The token that is returned thus has a 16-bit token type value (and which matches the challenge), a 32-byte nonce value (and is a random value), a 32 byte challenge digest (and which is the SHA-256 hash of the original challenge), along with the token key ID (as defined by the token type) and authenticator (as defined by the token type).

Privacy Pass For Anonymization

A demo of the method I will present is [here].

With the Tor network, privacy is seen as the core attribute. But what happens when a user is faced with a CAPTCHA challenge? Well, Tor users use the VOPRF (Verifiable Oblivious Pseudo-Random Function) method to bypass these, and thus preserve a user’s privacy. Within this system, the client connects to an edge server (E) with content. The server then sends a CAPTCHA challenge to the client, and if they solve it, E sends back n blinded values (tokens) which can be used in the future for the same site. When the client reconnects, it will use one of the previously generated values to re-authenticate (and without the user being faced with a challenge).

Cloudflare — in collaboration with Royal Holloway and the University of Waterloo — have built on the method used by Tor and has released Privacy Pass. This is a method of identifying a person as a human while preserving your privacy. It does this with zero-knowledge proof (ZPK) methods and which are used to anonymously identify users across a number of sites, and where they are not tracked. This method is defined in a paper [here] and can now be added to Chrome [here] and Firefox:

This method stops companies such as Google in cross-correlating Internet activity across different sites and aims to provide a credible method of proving that you are a human and not a bot.

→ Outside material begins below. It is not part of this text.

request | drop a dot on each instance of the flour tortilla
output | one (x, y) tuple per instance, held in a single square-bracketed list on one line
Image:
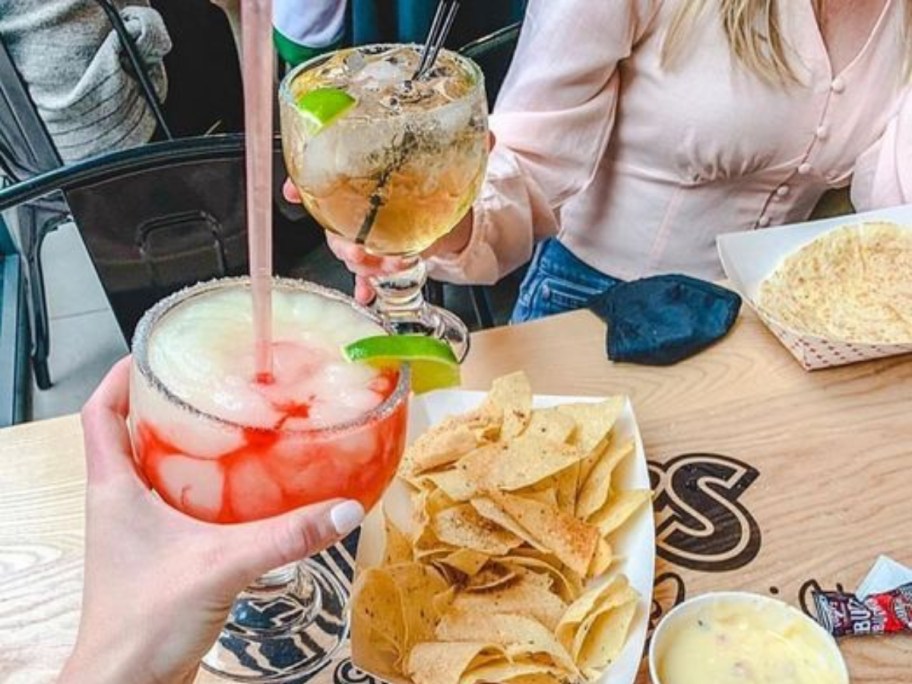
[(851, 284)]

Overall Cloudflare defines the key tensions between accessibility, security and convenience, and hope that the pass system can overcome these tensions. In order to differentiate between a bot and a human, the Cloudflare challenge system uses a cookie (CF_CLEARANCE) set on the domain. This cookie is not tied to the user’s identity, but to a bot challenge, they have solved in the past.

  1. Person sends Request.
  2. Server responds with a challenge.
  3. Person sends solution.
  4. Server responds with set-cookie and bypass cookie.
  5. Person sends new request with cookie.
  6. Server responds with content from origin.

The zero-knowledge privacy method that has been used is Elliptic Curve Verifiable Oblivious Pseudo-Random Function (EC-VOPRF) [here].

When a client wants to identify itself, it creates 30 random numbers (x1 to x30) and then hashes these onto an elliptic curve (P-256) (X1 … X30)). These are then blinded by a value (b) by multiplying the points. These are then sent to the server with the CAPTCHA challenge solution. These points are then sent back and multiplied by the private key of the server (k). The resulting pairs [xn,kXN] are then passed when a puzzle needs to be solved. The 30 random numbers will then generate 30 passes:

Within the browser, the user then builds up a challenge solution and gains credits. In the following, I have generated 60 passes by solving two CAPTCHAs exercises:

Every time we use a pass it will run the credit down. If the user runs low, they can regenerate the passes.

Conclusions

After 40 years of a terrible Internet which lacks any real trust, we finally move to a new world where we can trust devices and people. We increasingly use mobile devices to access remote sites, but these are not fit for CAPTCHA challenges. And, so, we finally are moving into an Internet, where trust is integrated and seemless.